Put it all down in black and white. Your counselor will help you put the pieces together.



2.  Shock. Did you have a bad scare at a tender age? Do you recall vividly some incident where you were sure you would be killed? Your insecurity may date back to a distant day when you suddenly thought all your world was falling apart.



Write it out in great detail. The mere transfer from your harried soul to the paper will do you more good than you can imagine beforehand.



3.  Disappointment. This is close kin to shock. Did you want something with all your heart, and then not get it? Was somebody else elected captain of the team or president of the class? Did somebody else get someone you longed to make your own?



Perhaps this is the place where you decided the universe wasn’t friendly and God loved somebody else more than you. Maybe those I-feel-sorry-for-me hours go back to this experience, or others like it.

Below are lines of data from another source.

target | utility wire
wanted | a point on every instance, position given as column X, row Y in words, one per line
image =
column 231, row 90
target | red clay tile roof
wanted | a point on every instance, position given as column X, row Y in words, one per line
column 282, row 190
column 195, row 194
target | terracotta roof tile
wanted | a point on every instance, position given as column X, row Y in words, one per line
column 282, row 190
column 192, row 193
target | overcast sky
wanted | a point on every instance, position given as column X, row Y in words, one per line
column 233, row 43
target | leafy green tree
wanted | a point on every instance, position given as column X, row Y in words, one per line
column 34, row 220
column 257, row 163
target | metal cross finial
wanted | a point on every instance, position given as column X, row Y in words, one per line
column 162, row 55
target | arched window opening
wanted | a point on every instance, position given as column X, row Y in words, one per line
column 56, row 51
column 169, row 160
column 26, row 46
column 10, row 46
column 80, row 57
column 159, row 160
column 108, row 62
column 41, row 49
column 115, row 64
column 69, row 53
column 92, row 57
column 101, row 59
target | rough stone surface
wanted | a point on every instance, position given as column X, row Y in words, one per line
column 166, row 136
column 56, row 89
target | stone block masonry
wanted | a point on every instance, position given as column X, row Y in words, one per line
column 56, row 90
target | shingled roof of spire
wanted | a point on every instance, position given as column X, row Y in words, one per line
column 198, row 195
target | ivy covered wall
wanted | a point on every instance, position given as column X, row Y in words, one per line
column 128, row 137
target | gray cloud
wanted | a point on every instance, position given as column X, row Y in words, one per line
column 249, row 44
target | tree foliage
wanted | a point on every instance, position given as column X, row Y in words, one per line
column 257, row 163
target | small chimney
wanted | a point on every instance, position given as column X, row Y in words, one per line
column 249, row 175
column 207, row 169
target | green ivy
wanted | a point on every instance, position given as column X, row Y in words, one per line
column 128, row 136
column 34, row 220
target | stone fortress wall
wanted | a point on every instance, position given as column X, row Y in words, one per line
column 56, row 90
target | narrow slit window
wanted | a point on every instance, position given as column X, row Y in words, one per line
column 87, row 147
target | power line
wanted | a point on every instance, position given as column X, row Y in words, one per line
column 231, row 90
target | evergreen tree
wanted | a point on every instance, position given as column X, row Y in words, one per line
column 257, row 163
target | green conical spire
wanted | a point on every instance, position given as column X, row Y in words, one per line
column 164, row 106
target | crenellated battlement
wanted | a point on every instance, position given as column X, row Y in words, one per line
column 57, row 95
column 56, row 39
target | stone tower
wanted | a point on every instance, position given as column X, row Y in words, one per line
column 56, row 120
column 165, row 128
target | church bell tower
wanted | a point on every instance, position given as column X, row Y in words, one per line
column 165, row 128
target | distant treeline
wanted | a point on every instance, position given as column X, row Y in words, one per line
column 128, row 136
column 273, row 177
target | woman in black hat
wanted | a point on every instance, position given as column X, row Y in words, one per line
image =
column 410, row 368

4.  Hatred, resentment, grudge. Make a list of those who have done you wrong and how you feel about them. Add to the list those whom you do not like, and why. Both religion and psychology stand by the view that you can’t have the love of God flowing into your heart until the pipes from you to others have been cleared of rust and rubbish. No one has ever proved the opposite.

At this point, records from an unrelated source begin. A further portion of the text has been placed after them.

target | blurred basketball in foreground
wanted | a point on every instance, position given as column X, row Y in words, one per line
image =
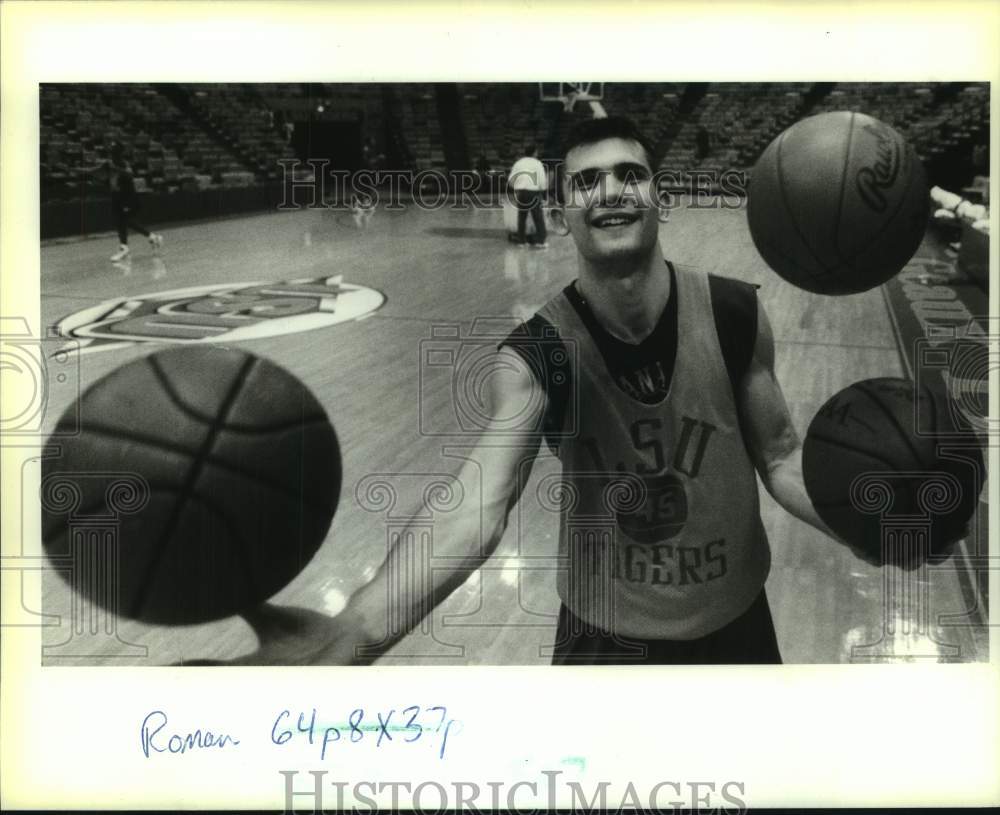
column 220, row 472
column 865, row 464
column 838, row 203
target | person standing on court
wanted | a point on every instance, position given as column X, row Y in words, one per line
column 528, row 181
column 664, row 412
column 124, row 201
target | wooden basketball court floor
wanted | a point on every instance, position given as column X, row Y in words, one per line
column 449, row 267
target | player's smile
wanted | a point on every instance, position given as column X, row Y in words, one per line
column 615, row 220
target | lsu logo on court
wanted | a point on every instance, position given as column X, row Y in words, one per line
column 221, row 313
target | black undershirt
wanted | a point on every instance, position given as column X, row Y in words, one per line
column 643, row 370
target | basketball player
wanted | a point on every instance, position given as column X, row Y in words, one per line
column 673, row 413
column 124, row 202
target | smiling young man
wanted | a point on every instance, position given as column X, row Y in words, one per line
column 663, row 410
column 675, row 408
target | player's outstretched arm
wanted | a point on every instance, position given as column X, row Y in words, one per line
column 467, row 536
column 771, row 438
column 376, row 618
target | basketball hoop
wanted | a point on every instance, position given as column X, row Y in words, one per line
column 569, row 93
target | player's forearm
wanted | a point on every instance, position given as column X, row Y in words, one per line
column 786, row 485
column 406, row 588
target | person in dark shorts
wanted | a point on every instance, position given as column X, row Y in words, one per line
column 654, row 385
column 528, row 182
column 124, row 201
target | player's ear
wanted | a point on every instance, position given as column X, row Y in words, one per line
column 557, row 217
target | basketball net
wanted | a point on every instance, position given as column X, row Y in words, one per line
column 569, row 102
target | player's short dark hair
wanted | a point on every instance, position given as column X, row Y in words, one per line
column 591, row 131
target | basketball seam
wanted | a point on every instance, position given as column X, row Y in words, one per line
column 315, row 503
column 843, row 187
column 895, row 423
column 206, row 418
column 788, row 209
column 839, row 443
column 174, row 396
column 191, row 476
column 234, row 537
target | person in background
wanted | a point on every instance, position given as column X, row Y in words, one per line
column 528, row 181
column 124, row 201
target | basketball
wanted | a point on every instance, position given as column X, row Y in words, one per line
column 838, row 203
column 219, row 470
column 874, row 453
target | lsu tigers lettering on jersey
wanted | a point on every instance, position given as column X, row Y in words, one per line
column 663, row 538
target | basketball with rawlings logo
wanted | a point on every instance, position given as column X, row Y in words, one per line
column 838, row 203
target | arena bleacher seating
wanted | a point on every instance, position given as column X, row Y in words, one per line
column 205, row 136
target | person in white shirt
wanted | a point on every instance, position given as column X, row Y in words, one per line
column 528, row 181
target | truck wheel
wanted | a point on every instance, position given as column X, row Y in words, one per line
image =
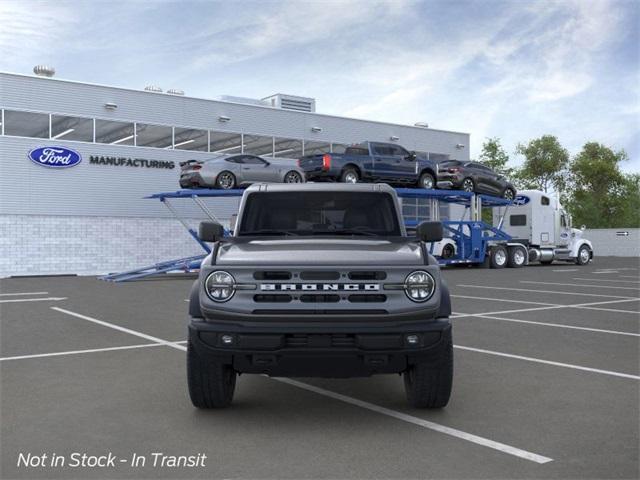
column 517, row 257
column 448, row 251
column 211, row 384
column 427, row 181
column 468, row 185
column 428, row 385
column 349, row 175
column 499, row 257
column 584, row 255
column 226, row 180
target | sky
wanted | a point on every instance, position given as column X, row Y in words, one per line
column 509, row 69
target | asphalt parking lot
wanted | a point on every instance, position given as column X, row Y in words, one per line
column 546, row 386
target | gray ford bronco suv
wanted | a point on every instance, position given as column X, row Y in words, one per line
column 320, row 280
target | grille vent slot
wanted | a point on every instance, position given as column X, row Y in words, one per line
column 356, row 298
column 313, row 275
column 269, row 298
column 271, row 275
column 319, row 298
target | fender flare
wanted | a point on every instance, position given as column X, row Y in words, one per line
column 194, row 301
column 444, row 310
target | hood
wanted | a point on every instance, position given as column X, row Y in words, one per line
column 314, row 251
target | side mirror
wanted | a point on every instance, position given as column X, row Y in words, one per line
column 429, row 231
column 210, row 231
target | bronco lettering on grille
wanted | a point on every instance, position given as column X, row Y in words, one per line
column 311, row 287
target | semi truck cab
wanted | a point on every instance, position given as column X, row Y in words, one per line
column 538, row 221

5.  Guilt complex. Did you steal something back there in the long-gone years? Did you cheat in class? Did you hurt someone?



How about sex? Among non-alcoholics in my work as counselor I find that at least seventy-five per cent of those who suffer from guilt complex have either an imagined or real sex sin in their background. With alcoholics, in my experience, let me stress, it’s 100%. I have never participated in the Fifth Step with anyone who didn’t have some moral misdemeanors to relate.



You may attempt to laugh it off and treat it lightly. But we are all moral creatures, and there is something sacred in us which, when tampered with, comes back one day to beat a haunting tattoo on the deep-toned drums of the soul.



This may be the hardest thing you ever did: write it down. Don’t be afraid. God, having created us, knows our frailty. He gave us our instincts. It would be against His very nature to equip us with driving impulses and not forgive when we have used them wrongly.



Your counselor will help you here, and you will help yourself if you list them, one-two-three.



6.  Selfishness. Are you number one on your agenda? Oddly enough, it may be two opposite ends of the same pole which made you that way. You may have had too much when you were little. Thus you naturally thought that life was designed to please you and when you fared forth on your own you discovered that you were somebody special at home but just another struggler to everyone else. This made you bitter. You set out to please you and that always leads to bitterness.



Or maybe you didn’t have the things that all the other kids accepted as commonplace. Therefore you decided that one day you would put yourself in a spot where you could really be nice to you. Thus, without realizing it, you became selfish.



Life is for service, not self-service, and when you see yourself on paper you may discover a big flaw in your thinking.



There are many other areas of your background too, which will be revealing. Time and space will not permit listing them all. I have suggested a few of those most common. Take your time, be honest, write it all down in great detail.



When you have completed your inventory, make a date with the person you have chosen and have it over as soon as possible. It’s a good idea to call this person well ahead of time and ask him to save you plenty of time in his schedule.



Select a listener you can trust. Maybe it’s your doctor, your priest, your minister. Possibly it’s a prominent businessman or someone nobody notices. It may be a person in a distant city whom you will never see again. Maybe it’s just a good friend.



But whoever it is, believe in him completely. Have confidence that he can help you put the pieces together. You should also believe that he has enough of the love of God in his heart to share some of it with you. It also helps if your counselor has been over this part of the rocky pass ahead of you, although there are exceptions to this generalization.



Good climbing! It’s a tough mountain but the view is worth it from the top, once you get by The Hump.